Broe also touches on the homophobia of the era, linking the political establishment’s persecution of both the lavender and red persuasions.

In the presumptive Harry Palmer series to come, we will undoubtedly get to know our hero better. As a reader, I felt his heightened urbanity a stretch, at least without some ’splaining, as familiar characters of the era might say. Within the space of a few pages early on, Palmer refers to Rodin’s Gates of Hell, the Borgias, and Hadrian’s Wall, and later on to Millet’s painting The Angelus, not the kind of erudition one might ordinarily expect from a Los Angeles policeman. Had he attended some upper-crust boarding school? Did he minor in art history at college?

In one other aspect, Broe might have been somewhat more true to the Los Angeles of that time: racial diversity. There are Negro (the term used at the time) servants and household help around, but no people of color with even auxiliary roles to play in the story. Although there is sufficient attention played to the Jewish backgrounds of some of the blacklisters and blacklisted both, at a time when there was still widespread anti-Semitism.
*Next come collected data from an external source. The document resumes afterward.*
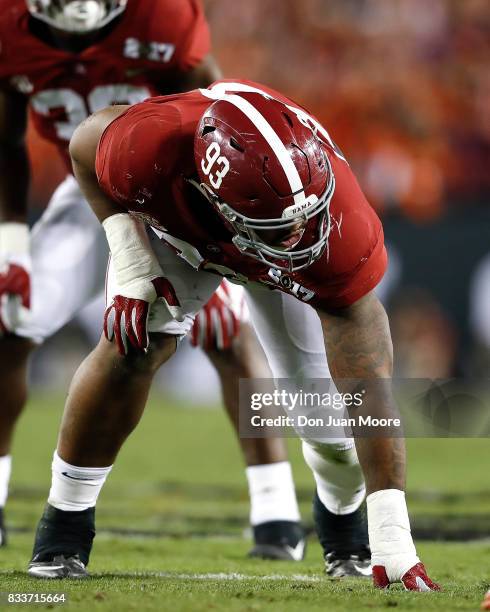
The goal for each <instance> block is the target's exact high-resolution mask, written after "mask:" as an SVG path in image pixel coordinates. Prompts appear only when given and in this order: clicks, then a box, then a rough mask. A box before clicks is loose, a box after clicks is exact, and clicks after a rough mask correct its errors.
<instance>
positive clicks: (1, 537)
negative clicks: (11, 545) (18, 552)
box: [0, 508, 7, 546]
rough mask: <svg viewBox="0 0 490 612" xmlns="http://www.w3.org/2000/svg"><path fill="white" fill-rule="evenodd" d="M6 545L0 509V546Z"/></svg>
mask: <svg viewBox="0 0 490 612" xmlns="http://www.w3.org/2000/svg"><path fill="white" fill-rule="evenodd" d="M6 545H7V529H6V528H5V522H4V517H3V508H0V546H6Z"/></svg>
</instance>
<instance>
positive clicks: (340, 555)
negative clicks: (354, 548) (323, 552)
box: [325, 546, 372, 578]
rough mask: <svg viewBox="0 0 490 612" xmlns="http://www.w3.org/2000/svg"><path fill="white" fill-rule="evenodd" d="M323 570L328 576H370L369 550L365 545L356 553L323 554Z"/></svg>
mask: <svg viewBox="0 0 490 612" xmlns="http://www.w3.org/2000/svg"><path fill="white" fill-rule="evenodd" d="M325 572H326V574H327V576H330V578H370V577H371V575H372V572H371V551H370V550H369V548H368V547H367V546H366V547H364V548H363V550H359V551H358V552H357V553H356V554H348V553H343V554H342V553H337V552H335V551H332V552H329V553H327V554H326V555H325Z"/></svg>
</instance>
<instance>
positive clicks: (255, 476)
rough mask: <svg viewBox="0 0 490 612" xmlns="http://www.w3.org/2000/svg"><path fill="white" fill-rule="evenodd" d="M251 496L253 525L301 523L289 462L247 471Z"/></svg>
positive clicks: (249, 468) (250, 508)
mask: <svg viewBox="0 0 490 612" xmlns="http://www.w3.org/2000/svg"><path fill="white" fill-rule="evenodd" d="M246 475H247V480H248V488H249V493H250V524H251V525H252V526H255V525H259V524H260V523H266V522H269V521H294V522H297V521H299V520H300V515H299V508H298V502H297V500H296V492H295V490H294V481H293V474H292V472H291V465H290V464H289V461H280V462H279V463H269V464H266V465H252V466H250V467H248V468H247V469H246Z"/></svg>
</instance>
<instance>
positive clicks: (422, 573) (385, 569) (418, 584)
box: [373, 563, 441, 592]
mask: <svg viewBox="0 0 490 612" xmlns="http://www.w3.org/2000/svg"><path fill="white" fill-rule="evenodd" d="M400 582H401V583H402V584H403V586H404V587H405V590H406V591H419V592H425V591H440V590H441V587H440V586H439V585H438V584H436V583H435V582H432V580H431V579H430V578H429V576H427V572H426V571H425V567H424V564H423V563H417V564H416V565H414V566H413V567H411V568H410V569H409V570H408V571H407V572H405V573H404V574H403V576H402V577H401V580H400ZM373 584H374V586H375V587H376V588H378V589H387V588H389V586H390V584H391V583H390V581H389V579H388V576H387V574H386V569H385V568H384V566H383V565H375V566H374V567H373Z"/></svg>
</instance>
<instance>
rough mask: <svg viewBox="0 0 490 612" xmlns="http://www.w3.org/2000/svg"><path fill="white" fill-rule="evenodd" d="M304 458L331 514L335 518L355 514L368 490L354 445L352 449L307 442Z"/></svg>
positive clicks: (318, 489)
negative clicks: (366, 489) (342, 514)
mask: <svg viewBox="0 0 490 612" xmlns="http://www.w3.org/2000/svg"><path fill="white" fill-rule="evenodd" d="M303 456H304V458H305V461H306V463H307V464H308V466H309V467H310V469H311V470H312V472H313V476H314V477H315V482H316V488H317V493H318V497H319V498H320V501H321V502H322V504H323V505H324V506H325V508H326V509H327V510H329V511H330V512H331V513H333V514H352V513H353V512H355V511H356V510H357V509H358V508H359V507H360V505H361V504H362V502H363V500H364V495H365V493H366V487H365V485H364V476H363V474H362V470H361V466H360V465H359V460H358V459H357V453H356V449H355V447H354V445H352V446H351V447H350V448H349V447H345V445H341V446H339V445H334V444H321V443H319V442H306V441H303Z"/></svg>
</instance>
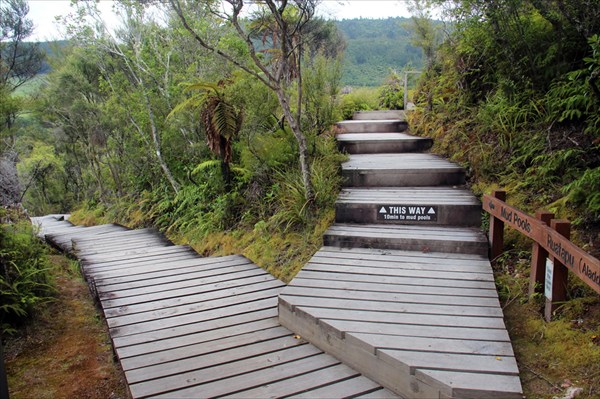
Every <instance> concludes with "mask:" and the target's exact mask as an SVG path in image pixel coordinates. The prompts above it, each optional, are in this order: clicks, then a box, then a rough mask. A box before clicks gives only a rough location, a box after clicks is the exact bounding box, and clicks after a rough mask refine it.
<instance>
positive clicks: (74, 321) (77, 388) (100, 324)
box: [5, 255, 130, 399]
mask: <svg viewBox="0 0 600 399" xmlns="http://www.w3.org/2000/svg"><path fill="white" fill-rule="evenodd" d="M52 260H53V262H54V263H55V264H56V265H57V270H56V277H55V278H56V283H57V284H56V285H57V286H58V291H59V292H58V293H57V298H56V301H54V302H52V303H50V304H49V306H48V307H47V308H46V309H45V310H44V311H43V313H42V314H39V315H36V317H35V319H34V321H33V322H32V323H31V324H30V325H29V326H26V327H24V328H23V330H22V331H21V332H20V334H19V335H18V336H16V337H13V338H9V339H8V340H7V341H6V342H5V357H6V368H7V374H8V386H9V394H10V397H11V399H19V398H22V399H26V398H27V399H29V398H32V399H33V398H36V399H44V398H53V399H54V398H65V399H66V398H87V399H108V398H110V399H127V398H129V397H130V396H129V393H128V390H127V387H126V384H125V379H124V376H123V373H122V371H121V370H120V368H119V366H118V364H117V363H115V361H114V360H113V351H112V347H111V345H110V339H109V337H108V334H107V332H106V326H105V323H104V320H103V319H102V317H101V316H100V313H99V310H98V309H97V308H96V307H95V305H94V303H93V301H92V299H91V296H90V294H89V291H88V288H87V285H86V283H85V282H84V281H83V280H82V278H81V277H80V276H79V273H78V271H77V270H76V267H75V266H74V262H72V261H69V260H68V259H66V258H64V257H62V256H60V255H54V256H52Z"/></svg>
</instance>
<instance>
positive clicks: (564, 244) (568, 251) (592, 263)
mask: <svg viewBox="0 0 600 399" xmlns="http://www.w3.org/2000/svg"><path fill="white" fill-rule="evenodd" d="M483 209H484V210H486V211H487V212H489V213H490V214H491V215H492V216H494V217H496V218H498V219H500V220H501V221H503V222H504V223H505V224H508V225H509V226H511V227H512V228H514V229H516V230H518V231H520V232H521V233H523V234H525V235H526V236H528V237H530V238H532V239H534V240H535V241H536V242H537V243H538V244H540V245H541V246H542V247H543V248H544V249H545V250H546V251H548V253H549V254H550V255H552V256H553V257H554V258H555V259H556V260H558V261H559V262H561V263H562V264H564V265H565V266H566V267H567V268H568V269H569V270H570V271H571V272H573V273H575V274H576V275H577V276H578V277H579V278H580V279H582V280H583V281H585V282H586V284H588V285H589V286H590V287H592V288H593V289H594V290H595V291H596V292H598V293H600V260H598V259H596V258H594V257H593V256H591V255H590V254H588V253H587V252H585V251H584V250H582V249H581V248H579V247H578V246H576V245H575V244H573V243H572V242H571V241H569V240H568V239H566V238H565V237H563V236H562V235H560V234H559V233H558V232H557V231H555V230H553V229H551V228H550V227H548V226H547V225H546V224H544V223H542V222H541V221H540V220H538V219H536V218H534V217H532V216H530V215H527V214H526V213H523V212H521V211H519V210H518V209H516V208H513V207H512V206H510V205H508V204H506V203H505V202H503V201H501V200H499V199H497V198H494V197H492V196H490V195H484V196H483Z"/></svg>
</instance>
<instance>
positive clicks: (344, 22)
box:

He might have created space for one or more Japanese-, Chinese-, Filipino-, Mexican- or African-American characters to fill out the cast.

Diligent scholar that he is, Broe appends a bibliographical note to guide readers toward three other sources that helped him to fill out the history of the era: Hard-Boiled Hollywood by Jon Lewis, and Class Struggle in Hollywood and The Final Victim of the Blacklist: John Howard Lawson by Gerald Horne.

Left of Eden
By Dennis Broe
Pathmark Press, 2020


CONTRIBUTOR

Eric A. Gordon
Eric A. Gordon

Eric A. Gordon is the author of a biography of radical American composer Marc Blitzstein, co-author of composer Earl Robinson’s autobiography, and the translator (from Portuguese) of a memoir by Brazilian author Hadasa Cytrynowicz. He holds a doctorate in history from Tulane University. He chaired the Southern California chapter of the National Writers Union, Local 1981 UAW (AFL-CIO) for two terms and is director emeritus of The Workmen's Circle/Arbeter Ring Southern California District. In 2015 he produced “City of the Future,” a CD of Soviet Yiddish songs by Samuel Polonski. He received the Better Lemons "Up Late" Critic Award for 2019, awarded to the most prolific critic.